European Union’s warning to Switzerland reveal determination of EU to make no concessions to UK over accession to single market

File photo: Switzerland president Johann Schneider-Ammann (left) and European Commission president Jean Claude Juncker (right)
File photo: Switzerland president Johann Schneider-Ammann (left) and European Commission president Jean Claude Juncker (right)

The European Union is to show its determination to make no concessions to the UK on Brexit terms by telling Switzerland it will lose access to the single market if it goes ahead with plans to impose controls on the free movement of EU citizens.

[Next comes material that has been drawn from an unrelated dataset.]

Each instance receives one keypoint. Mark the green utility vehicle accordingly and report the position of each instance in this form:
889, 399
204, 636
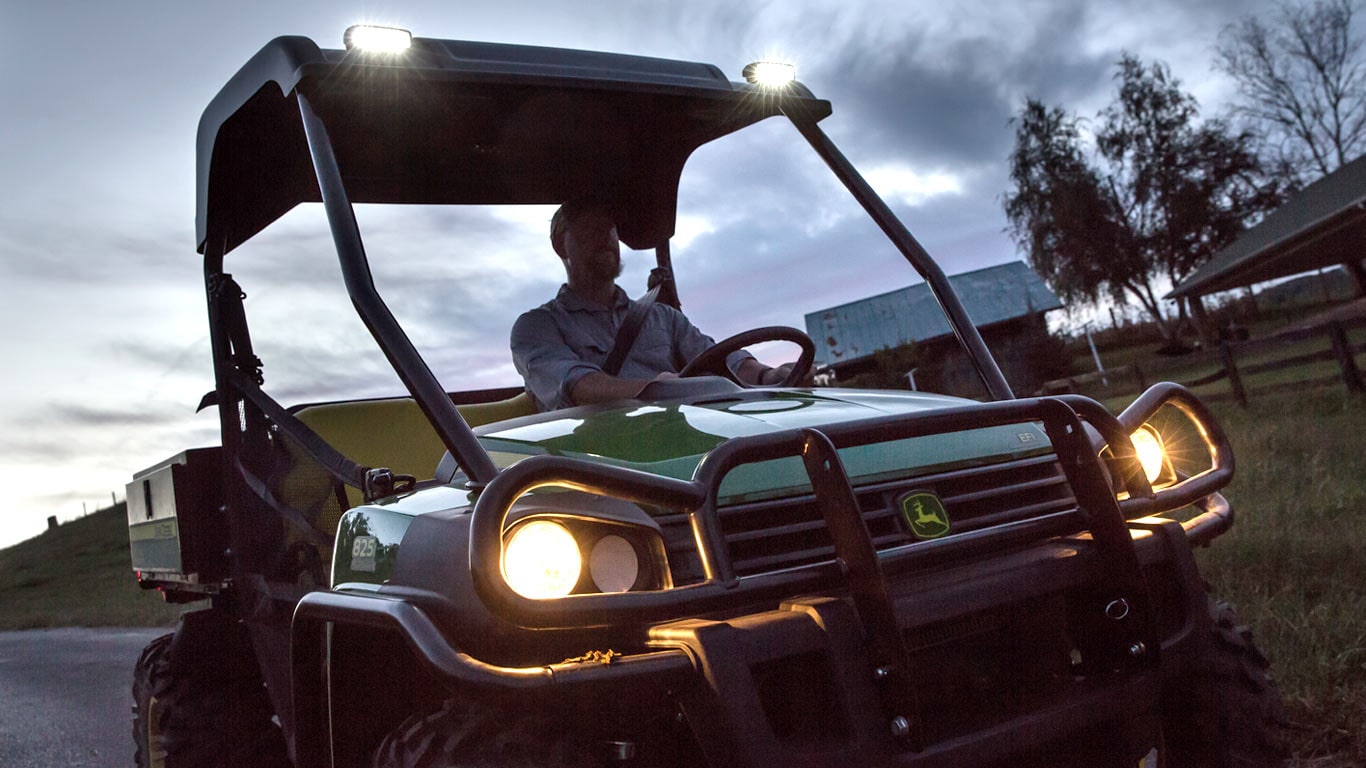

The Swiss-EU talks, under way for two years ever since a referendum demanded quotas on European Union migration but now needing a solution possibly within two weeks, throws up the exact same issues that will be raised in the UK’s exit talks – the degree to which the UK must accept free movement of the EU’s citizens as a price for access to the single market.

The Swiss are desperate to strike a deal in order to give its politicians time to pass the necessary laws to meet a February 2017 deadline imposed by a legally binding referendum in 2014.

The government sees few ways out and, in what could be a warning to Britain, may have no choice but to ask voters to reconsider.

Switzerland is one of the models some supporters of Britain leaving the European Union have pointed to of a European economy that thrives outside of the EU. But in 1999, to negotiate access to the European single market, Switzerland had to agree to bilateral deals that allows free movement of workers from EU countries.

European leaders say they will demand free movement conditions if Britain is to retain access to the EU market, a position that British officials easily acknowledge makes it difficult to deliver the limits on migration that voters want while also keeping the free trade businesses need.

Donald Tusk, the EU council president, added that the leaders had made it “crystal clear” that access to the single market “requires acceptance of all four EU freedoms – including freedom of movement. There can be no single market à la carte.”

The Brexit threat will also mean that talks between Switzerland and the European Union will not get easier, the president of the European parliament Martin Schulz said.

“Free movement of people now plays a bigger role, in light of the imminent Brexit negotiations … We have to find a solution with Switzerland because we need each other. I believe Switzerland [needs] the EU a bit more than the other way round,” Schulz said.

The former president of the FDP-Liberal Radicals, Philipp Müller, on Sunday said the Brexit threat should serve as a warning to the Swiss, amid suggestions in Brussels the prospect of UK-EU exit talks meant there was less willingness to give ground on freedom of movement.

Müller suggested that the Swiss may unilaterally have to prepare a solution in which it suggests migration can be controlled in certain sectors if the Swiss and the EU jointly conclude unemployment is too high above the national average. He admitted the EU and the Swiss were currently miles apart in the talks.

Switzerland is thrashing around for a compromise but Johann Schneider-Ammann, the Swiss president, has said a safeguard clause containing a national ceiling on EU migration has no chance. He has suggested action could be taken “when difficulties arise in a particular industry and in a specific region”.

This solution “could be an acceptable basis for discussion in Brussels”.

One idea is for the Swiss to be entitled to impose quotas in industries when the unemployment rate in a particular trade, occupation or region rises strongly above the Swiss average. This would be overseen by a joint committee, in which representatives of Switzerland and the EU would sit.